Can you move forward with packaging from the past?
Sounds deceptively simple, but packaging a classic brand is, in fact, extremely difficult to carry out with any measure of success. The biggest challenge for marketers is in determining which visuals to move forward and which to leave behind.
“You can make a big mistake by changing something without realizing the real estate it held in consumers’ minds,” Goldstein says.
The goal of a revival, she says, is to make it relevant to people who are original users of the brand and, at the same time, appeal to a new generation of consumers.
In the mid-90s, Goldstein worked with Jeffrey Himmel, CEO of New York’s Himmel Group, to revitalize Ovaltine in what many consider a textbook case of successful brand revival.
3 STEPS TO RESTAGING A BRAND
Terri Goldstein, a Manhattan-based brand consultant who’s worked on Ovaltine, Breck, PAM cooking spray and other classic brands, says marketers can uncover hidden riches and create a significant increase in sales by restaging their brands. The process might also support brand extensions that invite new revenue streams.
With brand discovery, diligence and design, Goldstein says, your brand of the past can be a brand of the future. Here’s her three-step approach:
Step 1: Equity study/emotional probing
Conduct a verbal/visual, historical/equity review to learn what identifiers—color, shape, symbols and language—resonate and hold equity with consumers. If time and budget allow, you might formulate a quick round of qualitative consumer research; does the brand have baggage to overcome?
Color is first in how consumers remember a brand, so you might also conduct a color focus group. Offer participants crayons and ask them to draw your product; their choice of color will reveal insights into their awareness of your brand.

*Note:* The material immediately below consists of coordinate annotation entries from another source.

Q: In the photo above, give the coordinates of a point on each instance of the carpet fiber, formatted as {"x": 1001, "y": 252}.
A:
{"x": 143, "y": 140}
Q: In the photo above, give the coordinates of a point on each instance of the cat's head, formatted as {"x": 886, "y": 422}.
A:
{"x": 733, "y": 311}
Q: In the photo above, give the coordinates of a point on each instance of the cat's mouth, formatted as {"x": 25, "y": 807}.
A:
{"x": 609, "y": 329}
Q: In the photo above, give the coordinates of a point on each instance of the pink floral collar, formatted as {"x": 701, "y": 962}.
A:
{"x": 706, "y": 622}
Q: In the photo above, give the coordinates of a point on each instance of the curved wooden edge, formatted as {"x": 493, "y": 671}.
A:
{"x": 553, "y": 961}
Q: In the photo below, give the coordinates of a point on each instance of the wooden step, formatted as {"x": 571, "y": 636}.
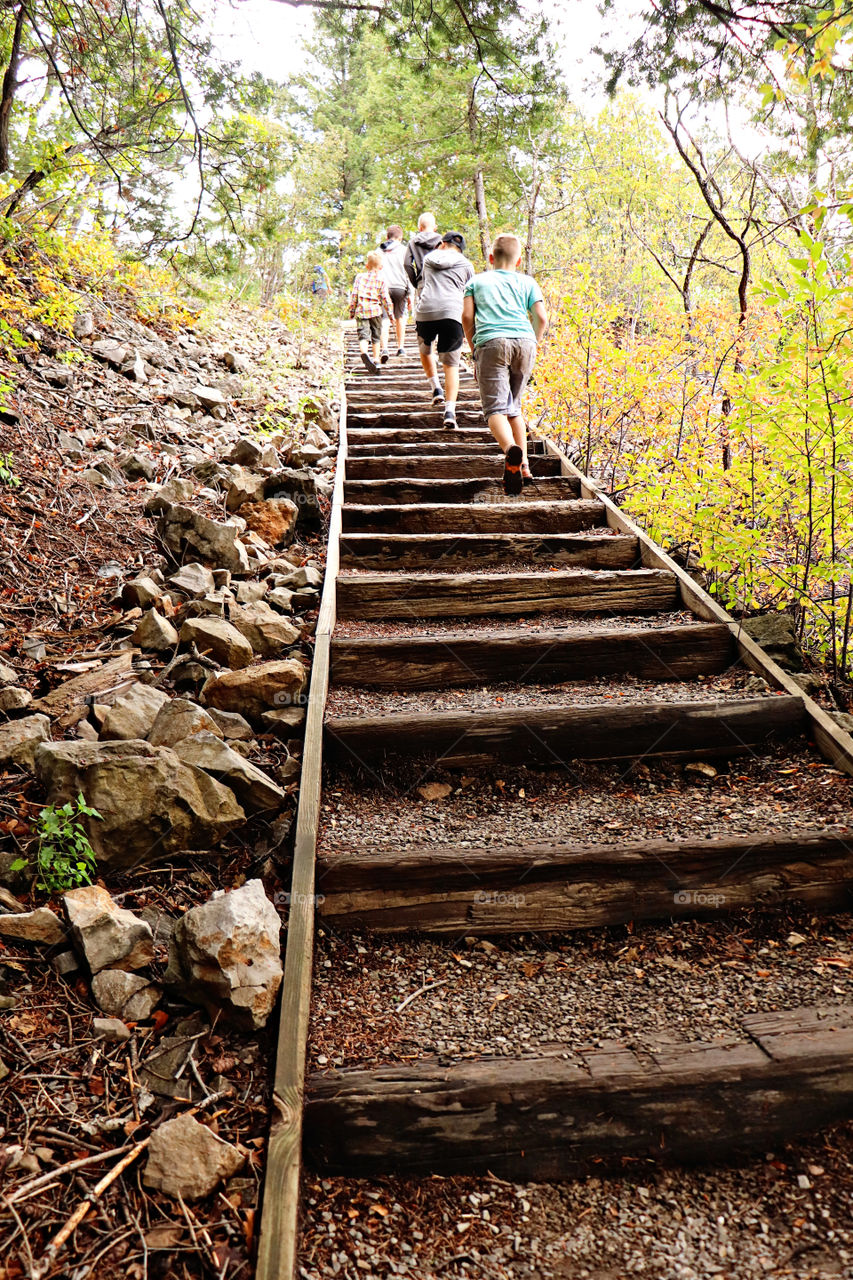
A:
{"x": 547, "y": 657}
{"x": 406, "y": 419}
{"x": 551, "y": 888}
{"x": 446, "y": 467}
{"x": 475, "y": 446}
{"x": 433, "y": 595}
{"x": 523, "y": 517}
{"x": 460, "y": 552}
{"x": 560, "y": 734}
{"x": 429, "y": 435}
{"x": 480, "y": 487}
{"x": 543, "y": 1118}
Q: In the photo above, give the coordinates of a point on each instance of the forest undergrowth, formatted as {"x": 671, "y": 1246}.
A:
{"x": 730, "y": 439}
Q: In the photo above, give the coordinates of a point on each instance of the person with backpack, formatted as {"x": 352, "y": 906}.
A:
{"x": 438, "y": 320}
{"x": 419, "y": 246}
{"x": 393, "y": 268}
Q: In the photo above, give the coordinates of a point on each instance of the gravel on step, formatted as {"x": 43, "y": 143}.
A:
{"x": 573, "y": 624}
{"x": 784, "y": 1214}
{"x": 783, "y": 789}
{"x": 735, "y": 685}
{"x": 525, "y": 996}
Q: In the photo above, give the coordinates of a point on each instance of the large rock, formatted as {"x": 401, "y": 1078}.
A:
{"x": 109, "y": 936}
{"x": 250, "y": 785}
{"x": 187, "y": 1160}
{"x": 215, "y": 543}
{"x": 267, "y": 631}
{"x": 126, "y": 995}
{"x": 258, "y": 689}
{"x": 251, "y": 452}
{"x": 154, "y": 632}
{"x": 39, "y": 926}
{"x": 776, "y": 635}
{"x": 272, "y": 519}
{"x": 181, "y": 720}
{"x": 226, "y": 955}
{"x": 194, "y": 580}
{"x": 242, "y": 487}
{"x": 133, "y": 713}
{"x": 218, "y": 638}
{"x": 151, "y": 803}
{"x": 19, "y": 740}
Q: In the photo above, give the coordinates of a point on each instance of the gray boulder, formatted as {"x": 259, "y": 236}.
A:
{"x": 151, "y": 803}
{"x": 226, "y": 955}
{"x": 14, "y": 700}
{"x": 21, "y": 739}
{"x": 154, "y": 632}
{"x": 39, "y": 926}
{"x": 250, "y": 785}
{"x": 105, "y": 933}
{"x": 776, "y": 635}
{"x": 258, "y": 689}
{"x": 222, "y": 640}
{"x": 181, "y": 720}
{"x": 251, "y": 452}
{"x": 133, "y": 713}
{"x": 215, "y": 543}
{"x": 233, "y": 727}
{"x": 187, "y": 1160}
{"x": 126, "y": 995}
{"x": 267, "y": 631}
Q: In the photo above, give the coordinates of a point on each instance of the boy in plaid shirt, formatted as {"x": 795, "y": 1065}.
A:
{"x": 369, "y": 301}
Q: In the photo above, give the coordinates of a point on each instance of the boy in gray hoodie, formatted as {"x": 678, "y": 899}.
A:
{"x": 439, "y": 318}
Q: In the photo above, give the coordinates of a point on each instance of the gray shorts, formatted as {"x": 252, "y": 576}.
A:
{"x": 503, "y": 368}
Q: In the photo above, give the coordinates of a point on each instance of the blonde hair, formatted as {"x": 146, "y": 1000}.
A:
{"x": 506, "y": 248}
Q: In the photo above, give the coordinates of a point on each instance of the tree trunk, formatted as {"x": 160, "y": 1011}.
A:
{"x": 9, "y": 86}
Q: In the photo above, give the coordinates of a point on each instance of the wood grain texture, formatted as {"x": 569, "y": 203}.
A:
{"x": 834, "y": 744}
{"x": 543, "y": 1118}
{"x": 553, "y": 735}
{"x": 482, "y": 551}
{"x": 443, "y": 467}
{"x": 524, "y": 517}
{"x": 479, "y": 488}
{"x": 546, "y": 657}
{"x": 277, "y": 1249}
{"x": 546, "y": 887}
{"x": 576, "y": 590}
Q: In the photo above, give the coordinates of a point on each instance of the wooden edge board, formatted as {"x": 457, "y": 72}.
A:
{"x": 566, "y": 732}
{"x": 830, "y": 739}
{"x": 277, "y": 1248}
{"x": 498, "y": 656}
{"x": 547, "y": 1118}
{"x": 544, "y": 888}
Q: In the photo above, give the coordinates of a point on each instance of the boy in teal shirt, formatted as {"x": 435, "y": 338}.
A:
{"x": 503, "y": 318}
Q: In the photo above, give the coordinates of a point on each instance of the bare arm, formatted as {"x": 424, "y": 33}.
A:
{"x": 469, "y": 311}
{"x": 539, "y": 321}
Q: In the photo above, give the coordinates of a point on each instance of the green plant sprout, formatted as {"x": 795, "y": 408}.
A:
{"x": 64, "y": 859}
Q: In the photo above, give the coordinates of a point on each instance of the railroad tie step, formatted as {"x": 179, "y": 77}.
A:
{"x": 460, "y": 552}
{"x": 527, "y": 516}
{"x": 552, "y": 888}
{"x": 480, "y": 487}
{"x": 556, "y": 735}
{"x": 574, "y": 590}
{"x": 459, "y": 658}
{"x": 550, "y": 1118}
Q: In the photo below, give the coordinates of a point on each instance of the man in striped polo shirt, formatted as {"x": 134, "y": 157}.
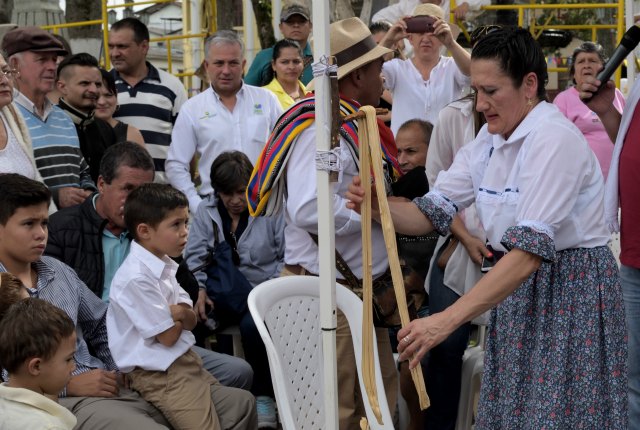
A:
{"x": 149, "y": 98}
{"x": 33, "y": 53}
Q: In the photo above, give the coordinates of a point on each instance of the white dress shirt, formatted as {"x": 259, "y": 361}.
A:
{"x": 544, "y": 177}
{"x": 207, "y": 128}
{"x": 142, "y": 290}
{"x": 301, "y": 213}
{"x": 416, "y": 98}
{"x": 453, "y": 130}
{"x": 23, "y": 409}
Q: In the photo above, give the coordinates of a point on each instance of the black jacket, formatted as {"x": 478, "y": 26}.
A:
{"x": 75, "y": 238}
{"x": 94, "y": 134}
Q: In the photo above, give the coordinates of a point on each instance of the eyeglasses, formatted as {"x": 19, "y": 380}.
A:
{"x": 9, "y": 73}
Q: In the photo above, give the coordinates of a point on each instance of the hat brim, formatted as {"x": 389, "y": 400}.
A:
{"x": 365, "y": 59}
{"x": 60, "y": 52}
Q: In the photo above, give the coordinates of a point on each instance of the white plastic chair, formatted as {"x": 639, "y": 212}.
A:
{"x": 472, "y": 371}
{"x": 286, "y": 312}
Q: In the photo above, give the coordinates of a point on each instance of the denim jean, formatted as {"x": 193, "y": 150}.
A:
{"x": 630, "y": 280}
{"x": 444, "y": 362}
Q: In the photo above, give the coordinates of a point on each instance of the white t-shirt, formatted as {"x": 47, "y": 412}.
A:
{"x": 24, "y": 409}
{"x": 413, "y": 97}
{"x": 544, "y": 176}
{"x": 207, "y": 128}
{"x": 142, "y": 290}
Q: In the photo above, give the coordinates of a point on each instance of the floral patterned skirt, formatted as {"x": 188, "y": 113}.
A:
{"x": 556, "y": 354}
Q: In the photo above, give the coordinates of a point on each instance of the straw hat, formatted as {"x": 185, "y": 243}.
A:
{"x": 353, "y": 46}
{"x": 429, "y": 9}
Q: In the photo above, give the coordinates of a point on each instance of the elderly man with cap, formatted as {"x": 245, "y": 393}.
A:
{"x": 294, "y": 175}
{"x": 33, "y": 53}
{"x": 295, "y": 24}
{"x": 429, "y": 81}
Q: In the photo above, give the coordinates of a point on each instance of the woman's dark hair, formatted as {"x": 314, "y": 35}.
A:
{"x": 518, "y": 54}
{"x": 586, "y": 47}
{"x": 269, "y": 74}
{"x": 230, "y": 171}
{"x": 109, "y": 81}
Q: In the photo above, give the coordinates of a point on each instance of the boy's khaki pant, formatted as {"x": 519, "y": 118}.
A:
{"x": 182, "y": 393}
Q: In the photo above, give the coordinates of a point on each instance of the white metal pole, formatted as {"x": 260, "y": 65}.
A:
{"x": 631, "y": 59}
{"x": 276, "y": 7}
{"x": 326, "y": 227}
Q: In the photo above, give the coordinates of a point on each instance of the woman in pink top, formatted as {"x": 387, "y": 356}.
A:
{"x": 587, "y": 60}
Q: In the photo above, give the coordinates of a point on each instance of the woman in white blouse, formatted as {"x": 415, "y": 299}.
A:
{"x": 556, "y": 351}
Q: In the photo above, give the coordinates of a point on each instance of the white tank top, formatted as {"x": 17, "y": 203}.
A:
{"x": 13, "y": 158}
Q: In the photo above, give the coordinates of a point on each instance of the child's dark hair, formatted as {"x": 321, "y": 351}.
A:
{"x": 230, "y": 171}
{"x": 150, "y": 204}
{"x": 32, "y": 328}
{"x": 18, "y": 192}
{"x": 11, "y": 291}
{"x": 269, "y": 74}
{"x": 424, "y": 126}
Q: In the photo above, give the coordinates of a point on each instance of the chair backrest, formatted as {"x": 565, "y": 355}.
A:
{"x": 286, "y": 312}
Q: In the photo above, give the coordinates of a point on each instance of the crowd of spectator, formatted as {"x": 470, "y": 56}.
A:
{"x": 106, "y": 231}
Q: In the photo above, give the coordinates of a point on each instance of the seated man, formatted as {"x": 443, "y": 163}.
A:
{"x": 95, "y": 393}
{"x": 93, "y": 239}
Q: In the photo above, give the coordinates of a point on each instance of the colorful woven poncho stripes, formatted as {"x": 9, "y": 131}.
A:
{"x": 266, "y": 186}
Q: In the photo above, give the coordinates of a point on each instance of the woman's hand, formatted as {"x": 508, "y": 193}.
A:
{"x": 355, "y": 194}
{"x": 421, "y": 335}
{"x": 396, "y": 33}
{"x": 460, "y": 12}
{"x": 442, "y": 31}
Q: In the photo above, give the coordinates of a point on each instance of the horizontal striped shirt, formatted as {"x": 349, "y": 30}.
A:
{"x": 59, "y": 285}
{"x": 56, "y": 147}
{"x": 152, "y": 106}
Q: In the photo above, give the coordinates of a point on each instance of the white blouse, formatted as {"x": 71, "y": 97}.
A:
{"x": 13, "y": 159}
{"x": 544, "y": 177}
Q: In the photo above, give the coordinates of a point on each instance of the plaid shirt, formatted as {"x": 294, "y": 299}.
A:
{"x": 59, "y": 285}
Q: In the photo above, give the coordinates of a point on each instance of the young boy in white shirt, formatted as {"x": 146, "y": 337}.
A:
{"x": 150, "y": 316}
{"x": 37, "y": 345}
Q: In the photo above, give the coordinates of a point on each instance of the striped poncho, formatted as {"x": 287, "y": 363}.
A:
{"x": 266, "y": 186}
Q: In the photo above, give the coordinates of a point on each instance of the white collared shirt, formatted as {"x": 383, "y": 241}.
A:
{"x": 25, "y": 102}
{"x": 414, "y": 97}
{"x": 141, "y": 292}
{"x": 206, "y": 127}
{"x": 544, "y": 176}
{"x": 24, "y": 409}
{"x": 301, "y": 214}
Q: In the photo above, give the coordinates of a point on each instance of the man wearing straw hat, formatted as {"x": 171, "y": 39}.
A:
{"x": 292, "y": 148}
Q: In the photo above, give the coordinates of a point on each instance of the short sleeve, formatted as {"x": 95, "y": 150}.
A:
{"x": 389, "y": 72}
{"x": 142, "y": 301}
{"x": 554, "y": 164}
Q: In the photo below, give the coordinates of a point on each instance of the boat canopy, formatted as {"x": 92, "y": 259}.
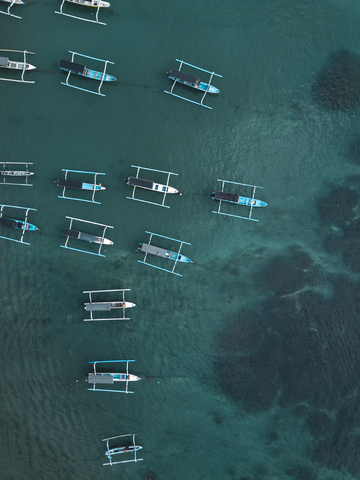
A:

Step 2: Brand relevance to modern times
Conduct a thorough retail audit to determine the brand’s current competitive set (it’s likely very different from the brand’s first-run). Identify who “owns” what visual and verbal components in the consumer’s mind. Determine whether words like “original” or “classic” bring comfort or whether they evoke a feeling that the product is old or outdated. Beyond brand imagery, identify whether a modification to the product formula or package structure is needed.
Step 3: Leveraging assets
Once vital discovery is completed, you have the new product know-how to leverage your assets in ways that match your brand’s personality, essence and reason-for-being. Brands cannot be all things to all people, so it’s important that your primary verbal and visual assets will resonate with core consumers from the past and, at the same time, offer relevance to consumers of today. If a retro brand is restaged right, you can achieve what Goldstein calls a “generational pass,” a word of mouth endorsement by an original user of the brand. The endorsement is priceless, she says, because it often comes from a family member that “knows best”.